One of the members of the government’s HS2 Growth Taskforce is remembering the first time he went to a gay club. ‘There was a club in Coventry that was only open on a Sunday night, at the Quadrant, and a mate of mine said, “There’s a DJ there who plays some fantastic music that I know you’ve never heard, so why don’t we go down?” It was a gay club, or a queer’s club as it was known then. I loved it. Oh, I loved it. I couldn’t believe that blokes were dancing with each other. The music was awesome.’

A few years later, in the early 1980s, he ‘lived for six months with a gay mate, and we were out at gay clubs every night of the week, but it was great for me because I was watching the marketplace from a punter’s point of view.
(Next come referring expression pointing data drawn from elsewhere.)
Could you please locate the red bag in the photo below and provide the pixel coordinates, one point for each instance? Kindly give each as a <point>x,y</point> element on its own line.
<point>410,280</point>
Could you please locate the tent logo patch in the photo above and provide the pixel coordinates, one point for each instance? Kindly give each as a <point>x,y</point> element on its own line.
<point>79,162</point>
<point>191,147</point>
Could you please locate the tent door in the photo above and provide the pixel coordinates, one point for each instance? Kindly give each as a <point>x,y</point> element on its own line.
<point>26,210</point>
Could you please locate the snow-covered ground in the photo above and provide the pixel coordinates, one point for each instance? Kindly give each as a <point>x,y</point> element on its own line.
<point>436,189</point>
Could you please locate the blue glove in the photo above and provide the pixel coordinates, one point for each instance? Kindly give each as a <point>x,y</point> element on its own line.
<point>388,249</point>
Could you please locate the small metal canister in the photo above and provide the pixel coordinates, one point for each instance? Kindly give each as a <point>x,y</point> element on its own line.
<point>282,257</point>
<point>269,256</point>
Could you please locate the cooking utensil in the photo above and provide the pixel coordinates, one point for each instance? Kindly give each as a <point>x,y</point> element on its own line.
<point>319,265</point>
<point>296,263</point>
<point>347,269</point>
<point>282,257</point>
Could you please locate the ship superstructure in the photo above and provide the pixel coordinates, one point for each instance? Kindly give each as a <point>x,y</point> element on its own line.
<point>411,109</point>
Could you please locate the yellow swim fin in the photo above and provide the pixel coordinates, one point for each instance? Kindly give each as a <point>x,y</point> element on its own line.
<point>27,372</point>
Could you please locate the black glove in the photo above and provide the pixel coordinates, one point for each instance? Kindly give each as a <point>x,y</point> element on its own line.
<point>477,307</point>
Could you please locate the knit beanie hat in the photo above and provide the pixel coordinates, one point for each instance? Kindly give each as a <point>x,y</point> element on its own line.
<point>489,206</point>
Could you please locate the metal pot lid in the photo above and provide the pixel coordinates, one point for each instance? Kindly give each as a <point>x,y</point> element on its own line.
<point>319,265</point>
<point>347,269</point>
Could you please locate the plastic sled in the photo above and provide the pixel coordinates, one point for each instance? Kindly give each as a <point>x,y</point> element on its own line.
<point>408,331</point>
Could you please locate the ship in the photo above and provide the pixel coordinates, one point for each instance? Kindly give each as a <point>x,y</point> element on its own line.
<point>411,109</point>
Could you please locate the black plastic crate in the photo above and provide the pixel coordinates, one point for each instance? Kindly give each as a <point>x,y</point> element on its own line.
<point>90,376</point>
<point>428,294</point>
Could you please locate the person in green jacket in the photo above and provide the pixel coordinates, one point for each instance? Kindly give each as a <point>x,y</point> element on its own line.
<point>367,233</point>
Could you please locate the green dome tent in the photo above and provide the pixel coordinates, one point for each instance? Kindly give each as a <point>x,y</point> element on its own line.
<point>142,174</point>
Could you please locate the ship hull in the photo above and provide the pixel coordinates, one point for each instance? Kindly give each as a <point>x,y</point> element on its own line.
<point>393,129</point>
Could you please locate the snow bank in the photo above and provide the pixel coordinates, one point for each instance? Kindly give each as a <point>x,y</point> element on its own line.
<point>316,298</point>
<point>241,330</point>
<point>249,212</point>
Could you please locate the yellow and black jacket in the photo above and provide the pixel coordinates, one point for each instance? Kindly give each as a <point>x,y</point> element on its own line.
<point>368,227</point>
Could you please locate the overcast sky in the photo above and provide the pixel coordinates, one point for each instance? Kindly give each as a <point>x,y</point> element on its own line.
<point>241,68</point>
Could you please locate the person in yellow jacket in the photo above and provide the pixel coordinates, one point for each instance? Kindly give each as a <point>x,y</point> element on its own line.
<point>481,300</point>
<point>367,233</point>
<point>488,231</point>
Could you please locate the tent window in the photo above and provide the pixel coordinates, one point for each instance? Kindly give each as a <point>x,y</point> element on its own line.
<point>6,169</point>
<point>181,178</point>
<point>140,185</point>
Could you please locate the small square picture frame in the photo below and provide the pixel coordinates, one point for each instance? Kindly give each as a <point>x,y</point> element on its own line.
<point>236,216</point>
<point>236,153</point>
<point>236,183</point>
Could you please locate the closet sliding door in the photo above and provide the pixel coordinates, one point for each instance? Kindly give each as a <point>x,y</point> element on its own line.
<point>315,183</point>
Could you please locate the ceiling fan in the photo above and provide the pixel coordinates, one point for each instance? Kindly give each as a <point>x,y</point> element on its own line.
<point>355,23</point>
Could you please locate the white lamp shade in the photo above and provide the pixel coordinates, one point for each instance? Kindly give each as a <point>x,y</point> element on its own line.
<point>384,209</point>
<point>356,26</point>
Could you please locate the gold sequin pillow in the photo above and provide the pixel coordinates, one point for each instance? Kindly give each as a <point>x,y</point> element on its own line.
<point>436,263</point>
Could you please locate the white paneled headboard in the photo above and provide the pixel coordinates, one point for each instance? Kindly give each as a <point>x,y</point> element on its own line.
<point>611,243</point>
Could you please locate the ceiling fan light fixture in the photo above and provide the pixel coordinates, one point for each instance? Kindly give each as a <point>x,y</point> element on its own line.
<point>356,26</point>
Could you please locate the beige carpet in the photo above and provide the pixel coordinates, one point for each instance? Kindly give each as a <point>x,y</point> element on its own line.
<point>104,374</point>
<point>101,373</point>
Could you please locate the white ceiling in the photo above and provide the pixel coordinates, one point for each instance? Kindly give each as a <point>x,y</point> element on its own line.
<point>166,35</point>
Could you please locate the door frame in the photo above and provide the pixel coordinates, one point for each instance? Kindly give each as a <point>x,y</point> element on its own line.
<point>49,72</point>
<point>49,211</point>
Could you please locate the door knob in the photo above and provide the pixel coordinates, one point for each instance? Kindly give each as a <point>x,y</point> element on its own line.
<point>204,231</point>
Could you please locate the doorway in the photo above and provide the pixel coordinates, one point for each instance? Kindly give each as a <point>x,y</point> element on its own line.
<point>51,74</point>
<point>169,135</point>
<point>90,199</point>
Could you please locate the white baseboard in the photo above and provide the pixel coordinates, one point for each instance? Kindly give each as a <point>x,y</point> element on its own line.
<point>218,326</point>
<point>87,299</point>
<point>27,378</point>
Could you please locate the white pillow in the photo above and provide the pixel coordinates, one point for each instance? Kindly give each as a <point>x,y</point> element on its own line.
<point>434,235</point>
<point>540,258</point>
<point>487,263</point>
New Order’s “Blue Monday” was just happening, and I was [thinking]: “Look at this, there’s something going on here.” I had a good four to five months watching the marketplace as an insider almost.’

This member of the HS2 Growth Taskforce is not, unsurprisingly, one of the great and the good of industry. It’s Pete Waterman, the record producer and songwriter whose songs — co-written and co-produced by his colleagues Mike Stock and Matt Aitken, and recorded by an array of artists of varying degrees of actual talent — were the sound of the British charts from 1984 until the end of the decade. Stock Aitken Waterman might have sounded like a moderately successful regional accountancy firm, but they were as all-conquering as Holland-Dozier-Holland, the Motown songwriting team who inspired their own brand name. They had more than 100 UK top 40 hits, including 13 number ones, selling 40 million records, and became millionaires in the process — 50 of the hits are gathered in a new compilation called The Hit Factory Ultimate Collection.